Poetry: Unfinished Sonnet by Chaun Ballard
Elegies, the poet Dan Bellm argues, are poetry’s first reason. We are proud to publish Chaun Ballard’s powerful “Unfinished Sonnet.” It does all the right things a sonnet should do. The poem packs the mouth with sounds, darkly enjoyed—it gives us character and story compacted into14 short lines, and the last two blank: the loss of words for the loss of meaning. What better rhymes with death than empty, blank space?

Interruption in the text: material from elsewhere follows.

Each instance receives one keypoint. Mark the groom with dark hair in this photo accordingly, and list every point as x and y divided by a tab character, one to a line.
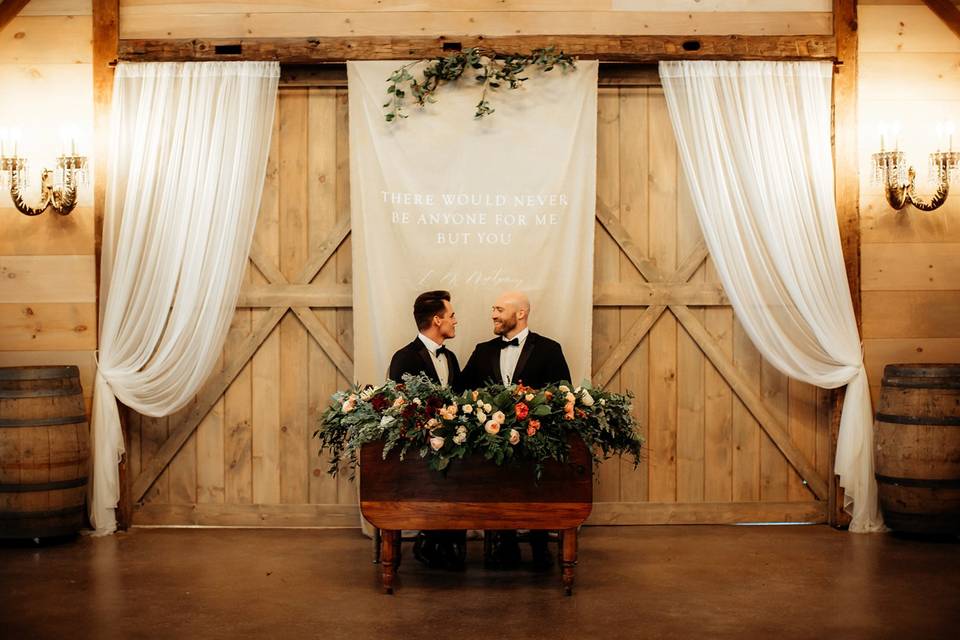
436	322
515	356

for Donnell “Don-Don” Romaine Jury
You strolled through the club that night, not mob deep, just a few
boys who wanted to fine-tune rhythm’s beat beneath pleat
and skirt until your pelvis caked sore. You had a few drinks,
you and the boys, not looking to take something new
home—only yourself, and perhaps a memory or two
for the week. After the club closed its doors and feet-
swelled-liquored-bodies poured hood-romance onto street,
you stumbled onto another parking lot where shadow-hued
earth music spewed out the trunks of cars loud enough to move
concrete and dim the moon’s light between bass drops, between boom
boom boom and doom doom doom, Hennessey confidence, aromatic croons
of sweet, sweet, Swisher Sweets.
Raised in St. Louis, Missouri, and San Bernardino, California, Chaun Ballard‘s poems have appeared or are forthcoming in Chiron Review, Columbia Poetry Review, Pittsburgh Poetry Review, Rattle, and other literary magazines. He is a graduate of the MFA Program at the University of Alaska, Anchorage. For eight years now, he and his wife have been teaching in the Middle East and West Africa.